Bildung Viertklässler können beim Lesen mithalten


Einem neuen Bildungstest zufolge können deutsche Viertklässler beim Lesen im internationalen Vergleich durchaus mithalten.

Deutsche Viertklässler können beim Lesen einem neuen Bildungstest zufolge im internationalen Vergleich durchaus mithalten. Bei der Internationalen Grundschul-Lese-Untersuchung "IGLU" rangierten sie im oberen Mittelfeld der beteiligten Länder, berichtet das Nachrichtenmagazin "Focus". Bildungsforscher werten die Ergebnisse dem Bericht zufolge als Beleg dafür, dass die Probleme des deutschen Bildungssystems erst ab der fünften Klasse begönnen. Bei der Pisa-Studie hatten 15-jährige Schüler lediglich Platz 21 belegt.

Dem Bericht zufolge hatten die Viertklässler kaum Schwierigkeiten beim Lesen und konnten häufig die erforderlichen Schlussfolgerungen aus den Texten ziehen. Die Spitzenplätze belegten Schweden, England und Finnland. Weltweit hätten 35 Nationen an dem Lesetest im April und Mai 2001 teilgenommen, dessen Ergebnisse am 8. April vorgelegt werden, wie das Magazin berichtet. Pro Staat hätten sich mindestens 150 Schulen mit je zwei Schulklassen beteiligt. In Deutschland nahmen den Angaben zufolge 9.000 Kinder von 211 Grundschulen aus allen 16 Bundesländern teil.

Der Präsident des Deutschen Lehrerverbandes, Josef Kraus, sagte dem Magazin, das Problem sei, dass sich die Schüler in einigen Bundesländern nach der vierten Klasse frei für eine künftige Schulart entscheiden könnten. Dies habe besonders für die Gymnasien gravierende Folgen. "Starke Schüler fühlen sich überfordert, schwache unterfordert, das Leistungsniveau sinkt", bilanzierte Kraus. Die Bonner Erziehungswissenschaftlerin Una Röhr-Sendlmeier sagte dagegen, mit zunehmender Schuldauer ließen der Spaß am Lernen und die Autorität von Lehrern häufig nach.

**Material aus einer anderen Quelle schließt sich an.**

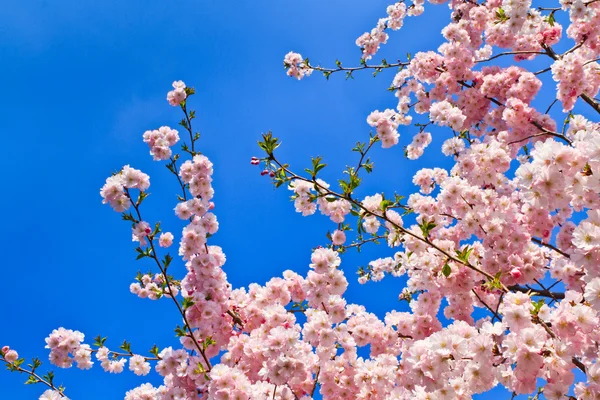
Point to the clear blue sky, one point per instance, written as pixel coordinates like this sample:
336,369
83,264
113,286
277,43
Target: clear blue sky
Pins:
83,80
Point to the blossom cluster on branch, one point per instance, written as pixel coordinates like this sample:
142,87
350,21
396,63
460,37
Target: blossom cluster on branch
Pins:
512,229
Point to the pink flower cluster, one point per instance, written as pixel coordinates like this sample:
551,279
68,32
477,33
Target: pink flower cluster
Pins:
386,123
178,94
114,190
420,141
296,66
67,346
152,287
197,174
160,141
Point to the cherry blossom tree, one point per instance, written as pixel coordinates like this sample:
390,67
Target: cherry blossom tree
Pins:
512,229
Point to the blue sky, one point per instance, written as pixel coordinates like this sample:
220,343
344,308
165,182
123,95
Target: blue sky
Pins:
84,80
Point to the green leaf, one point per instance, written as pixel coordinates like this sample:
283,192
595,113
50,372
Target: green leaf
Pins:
464,254
126,346
167,260
446,270
187,303
99,341
426,228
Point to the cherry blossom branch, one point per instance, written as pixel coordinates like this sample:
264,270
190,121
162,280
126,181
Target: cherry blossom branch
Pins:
498,103
350,70
508,53
168,284
362,242
548,245
35,378
545,133
312,392
537,292
588,99
385,218
495,313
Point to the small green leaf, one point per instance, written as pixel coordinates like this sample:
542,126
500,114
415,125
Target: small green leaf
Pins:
446,270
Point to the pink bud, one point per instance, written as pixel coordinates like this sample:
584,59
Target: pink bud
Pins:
516,273
338,237
11,356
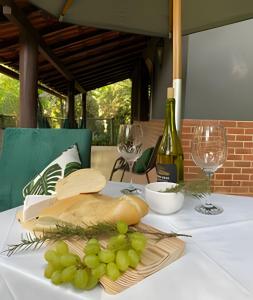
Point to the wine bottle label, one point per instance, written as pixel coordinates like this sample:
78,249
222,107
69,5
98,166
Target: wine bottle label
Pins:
166,172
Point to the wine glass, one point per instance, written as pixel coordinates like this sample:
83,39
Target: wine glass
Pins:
209,151
130,148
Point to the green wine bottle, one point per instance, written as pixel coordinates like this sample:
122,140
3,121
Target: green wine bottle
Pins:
170,158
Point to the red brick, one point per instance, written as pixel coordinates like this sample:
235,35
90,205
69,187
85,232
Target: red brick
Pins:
221,189
231,137
187,149
235,131
186,129
231,150
247,170
239,190
243,151
232,183
217,182
235,144
241,177
245,124
185,143
228,123
187,156
243,164
248,144
189,163
194,170
248,157
189,176
244,138
223,176
248,131
228,164
191,122
233,170
187,136
234,157
209,122
246,183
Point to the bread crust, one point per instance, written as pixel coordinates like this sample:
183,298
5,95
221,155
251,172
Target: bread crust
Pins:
88,209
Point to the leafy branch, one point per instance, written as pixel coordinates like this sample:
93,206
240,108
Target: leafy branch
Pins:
67,231
196,188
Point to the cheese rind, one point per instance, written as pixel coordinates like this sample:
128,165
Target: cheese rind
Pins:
34,204
83,181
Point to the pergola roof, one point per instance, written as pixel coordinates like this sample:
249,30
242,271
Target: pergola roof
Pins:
93,57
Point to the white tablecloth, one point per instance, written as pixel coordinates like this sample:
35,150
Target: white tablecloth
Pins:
217,264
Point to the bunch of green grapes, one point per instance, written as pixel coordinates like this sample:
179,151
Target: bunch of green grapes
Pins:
123,251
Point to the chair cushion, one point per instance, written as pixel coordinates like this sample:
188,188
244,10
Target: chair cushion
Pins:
142,162
27,151
44,183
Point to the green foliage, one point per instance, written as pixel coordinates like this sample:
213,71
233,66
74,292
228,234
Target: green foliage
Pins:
71,167
45,184
53,108
107,107
9,95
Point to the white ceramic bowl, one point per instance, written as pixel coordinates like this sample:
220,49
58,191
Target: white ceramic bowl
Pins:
163,203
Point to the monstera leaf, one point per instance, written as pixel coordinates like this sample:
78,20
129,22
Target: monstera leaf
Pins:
45,184
71,167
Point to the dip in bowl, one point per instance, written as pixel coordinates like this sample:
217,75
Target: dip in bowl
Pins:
163,202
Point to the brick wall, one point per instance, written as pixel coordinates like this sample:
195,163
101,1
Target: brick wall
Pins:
236,175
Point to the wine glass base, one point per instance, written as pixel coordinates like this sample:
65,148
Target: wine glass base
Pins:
209,209
131,191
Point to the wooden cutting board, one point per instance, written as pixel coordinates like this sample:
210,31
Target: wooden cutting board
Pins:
157,255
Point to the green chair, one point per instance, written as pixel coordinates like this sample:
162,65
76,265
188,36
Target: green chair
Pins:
143,165
27,151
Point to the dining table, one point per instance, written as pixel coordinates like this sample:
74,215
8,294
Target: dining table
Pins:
217,263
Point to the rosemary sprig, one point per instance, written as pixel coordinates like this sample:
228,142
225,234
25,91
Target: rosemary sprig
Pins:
196,188
67,231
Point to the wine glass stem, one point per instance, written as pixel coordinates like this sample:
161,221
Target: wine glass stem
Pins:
207,198
130,164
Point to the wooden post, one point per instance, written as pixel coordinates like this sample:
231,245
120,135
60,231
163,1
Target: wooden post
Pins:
177,59
28,81
84,110
71,105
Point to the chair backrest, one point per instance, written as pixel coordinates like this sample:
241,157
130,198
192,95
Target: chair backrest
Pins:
150,164
27,151
152,161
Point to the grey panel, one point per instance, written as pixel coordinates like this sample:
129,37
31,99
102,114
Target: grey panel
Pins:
220,73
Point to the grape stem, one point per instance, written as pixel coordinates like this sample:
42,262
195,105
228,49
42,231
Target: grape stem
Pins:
67,231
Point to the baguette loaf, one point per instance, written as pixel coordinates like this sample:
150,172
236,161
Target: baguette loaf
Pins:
88,209
82,181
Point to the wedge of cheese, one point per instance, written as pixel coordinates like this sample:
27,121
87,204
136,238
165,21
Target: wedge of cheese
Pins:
87,209
82,181
34,204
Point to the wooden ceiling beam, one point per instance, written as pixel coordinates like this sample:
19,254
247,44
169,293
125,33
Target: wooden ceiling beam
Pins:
109,47
15,75
110,81
97,63
112,55
105,72
16,16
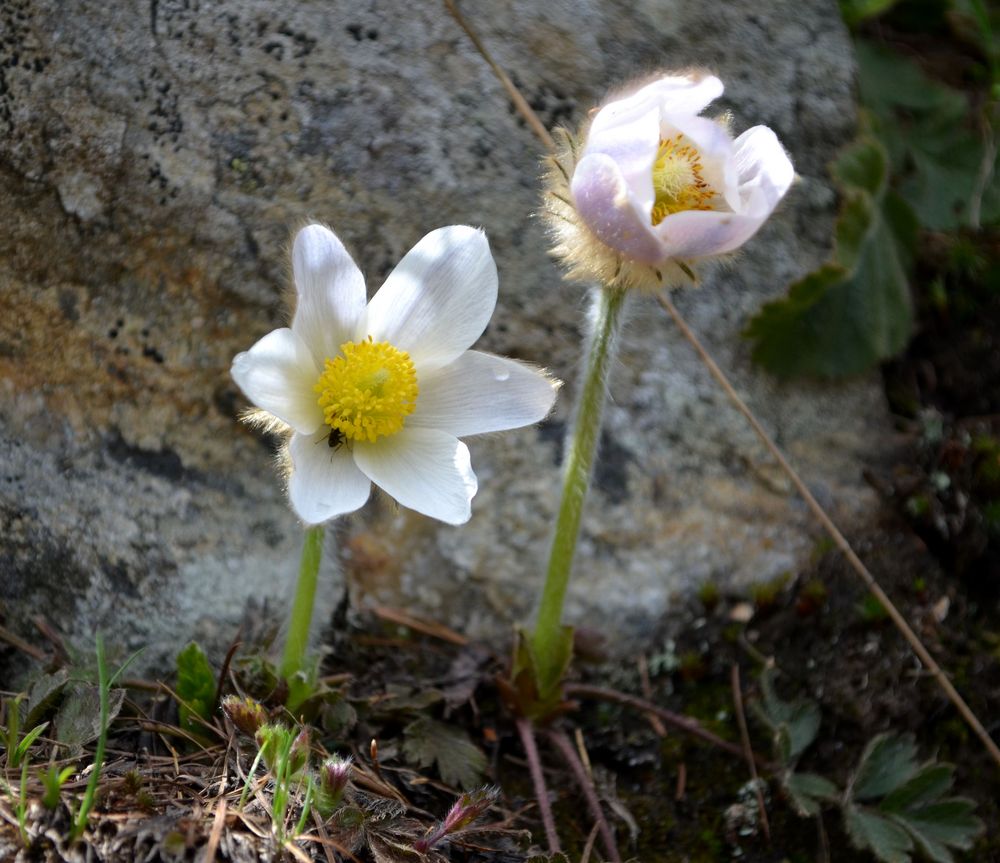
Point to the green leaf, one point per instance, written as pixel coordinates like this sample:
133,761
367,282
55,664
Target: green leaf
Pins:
929,784
78,721
856,11
913,797
885,839
808,792
950,822
888,762
27,740
855,310
195,687
459,761
795,724
42,697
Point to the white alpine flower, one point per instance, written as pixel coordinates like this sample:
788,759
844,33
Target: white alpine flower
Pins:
381,393
655,187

Was verbirgt sich hinter IGLU?

Die «Internationale Grundschul-Lese-Untersuchung» IGLU ist die erste repräsentative Untersuchung von Grundschülern in Deutschland. Im Mai 2000 hatte die Kultusministerkonferenz (KMK) der Beteiligung Deutschlands an der Studie zugestimmt, die im internationalen Sprachgebrauch PIRLS (Progress in International Reading Literary Study) heißt. Mit ihr sollte das Leseverständnis von Viertklässlern am Ende der Grundschulzeit ermittelt werden. Dabei wird davon ausgegangen, dass das Leseverständnis eine Schlüsselqualifikation und damit eine Kompetenz ist, die für das Lernen in allen Fächern Bedeutung hat.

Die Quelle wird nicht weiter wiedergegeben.